Quase quatro séculos depois de seu descobrimento, a natureza é a mesma. O clima continua inclemente, assustando qualquer indivíduo que ouse chegar a este fim do mundo. Afinal, o Cabo Horn é o mais austral de todos os cabos que tentam se aproximar da Antártica.
Mas hoje os instrumentos de navegação mudaram muito o cenário e as previsões meteorológicas avisam se a parada no Cabo Horn é possível ou não. Hoje, por sorte, as ondas na baía onde os botes infláveis atracam não estão violentas. Podemos baixar. Isso não significa que seja um passeio prazeroso: o céu está encoberto, o vento gelado sopra sem trégua e uma garoa molha da cabeça aos pés. Mas o orgulho de viajólogo – conhecer um ponto do planeta tão importante – fala mais alto.
O desembarque tem sua dose de perigo.

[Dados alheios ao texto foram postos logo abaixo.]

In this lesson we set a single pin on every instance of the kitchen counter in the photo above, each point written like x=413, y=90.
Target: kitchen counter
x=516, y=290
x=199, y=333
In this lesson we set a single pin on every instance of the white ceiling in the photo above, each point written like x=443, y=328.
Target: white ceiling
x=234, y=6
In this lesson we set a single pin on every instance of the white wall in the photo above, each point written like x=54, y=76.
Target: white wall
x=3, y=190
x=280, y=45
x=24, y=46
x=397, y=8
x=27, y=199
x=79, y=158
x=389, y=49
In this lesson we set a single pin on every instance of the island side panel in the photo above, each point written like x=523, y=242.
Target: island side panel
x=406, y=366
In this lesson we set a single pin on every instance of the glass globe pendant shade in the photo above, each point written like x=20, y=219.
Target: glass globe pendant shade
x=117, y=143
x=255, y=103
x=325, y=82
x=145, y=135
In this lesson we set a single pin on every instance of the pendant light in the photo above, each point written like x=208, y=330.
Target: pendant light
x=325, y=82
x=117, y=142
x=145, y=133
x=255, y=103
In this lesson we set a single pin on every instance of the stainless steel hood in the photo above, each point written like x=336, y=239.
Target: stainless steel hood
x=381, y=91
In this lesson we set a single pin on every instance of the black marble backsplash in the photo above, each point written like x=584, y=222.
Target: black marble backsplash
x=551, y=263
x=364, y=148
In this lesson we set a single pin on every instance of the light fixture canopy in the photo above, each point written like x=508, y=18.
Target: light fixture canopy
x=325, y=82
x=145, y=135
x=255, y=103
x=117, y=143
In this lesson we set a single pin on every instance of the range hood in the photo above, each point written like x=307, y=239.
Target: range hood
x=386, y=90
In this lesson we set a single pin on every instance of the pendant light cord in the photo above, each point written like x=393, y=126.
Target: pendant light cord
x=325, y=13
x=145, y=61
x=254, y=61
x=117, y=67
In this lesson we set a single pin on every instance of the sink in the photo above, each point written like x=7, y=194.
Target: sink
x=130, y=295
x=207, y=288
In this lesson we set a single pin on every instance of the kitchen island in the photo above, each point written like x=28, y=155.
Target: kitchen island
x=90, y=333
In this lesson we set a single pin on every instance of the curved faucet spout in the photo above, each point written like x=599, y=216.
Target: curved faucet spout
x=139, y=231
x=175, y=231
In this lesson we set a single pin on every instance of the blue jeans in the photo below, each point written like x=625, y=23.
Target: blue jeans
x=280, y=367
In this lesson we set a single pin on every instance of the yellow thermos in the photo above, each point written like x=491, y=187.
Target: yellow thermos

O bote deve aproveitar o movimento da onda para chegar até a rampa. Os passageiros devem sair sem hesitação e sem perder o equilíbrio. Os marinheiros estão atentos, principalmente aos casais mais idosos.
Subo as escadas que serpenteiam a falésia. A garoa transforma-se em chuva. Protejo ainda mais meu equipamento fotográfico. Chego no topo da ilha, uma espécie de platô ondulado. Por estar em lugar tão inóspito, espanto-me com os campos verdes. A constante umidade ajuda a manter a natureza viva, mesmo se em um lugar tão frio.
O solo molhado é delicado e sigo um caminho feito de tábuas, construído para preservar o ecossistema frágil. A algumas centenas de metros, vejo a pequena base naval chilena, junto com o farol. Aqui vive um oficial da marinha com sua família durante um ano.
O farol, a 57 metros acima do mar, serve como referência para os barcos que cruzam o Cabo Horn. É o farol mais austral do mundo.
Se existe uma razão para estar neste rincão tão afastado do planeta é conhecer o monumento criado pela seção chilena da Confraria dos Capitães do Cabo Horn, os chamados Cap Horniers. As 10 placas de aço que formam a figura de um albatroz-gigante, ave do oceano austral, homenageiam todos os marinheiros, de todas as nacionalidades, que perderam suas vidas na região.
Inaugurado em 1992, o monumento demandou uma logística particular: as 120 toneladas de material foram transportadas por dois navios da marinha chilena e a estrutura de aço foi desenhada para aguentar rajadas de vento de até 200km/h.
O monumento da Confraria dos Capitães do Cabo Horn celebra todos que circunavegaram o ponto mais austral do continente americano.
O espaço vazio entre as duas esculturas cria a figura de um albatroz-gigante, ave cujas asas pode ter mais de 3 m de envergadura.
Na escadaria que leva ao monumento criado pelo artista chileno José Balcells Eyquem, encontro uma placa de mármore com um poema da escritora Sara Vial. Em poucas palavras, a poetisa de Valparaíso revela o simbolismo do albatroz do Cabo Horn:
Sou o albatroz que te espera no fim do mundo.
Sou a alma esquecida dos marinheiros mortos que cruzaram o Cabo Horn desde todos os mares da terra.
Mas eles não morreram nas furiosas ondas,
Hoje voam em minhas asas até a eternidade,
Na última fenda dos ventos antárticos.
Sou a alma esquecida dos marinheiros mortos que cruzaram o Cabo Horn desde todos os mares da terra.
Mas eles não morreram nas furiosas ondas,
Hoje voam em minhas asas até a eternidade,
Na última fenda dos ventos antárticos.
Poema de Sara Vial sobre o albatroz do fim do mundo.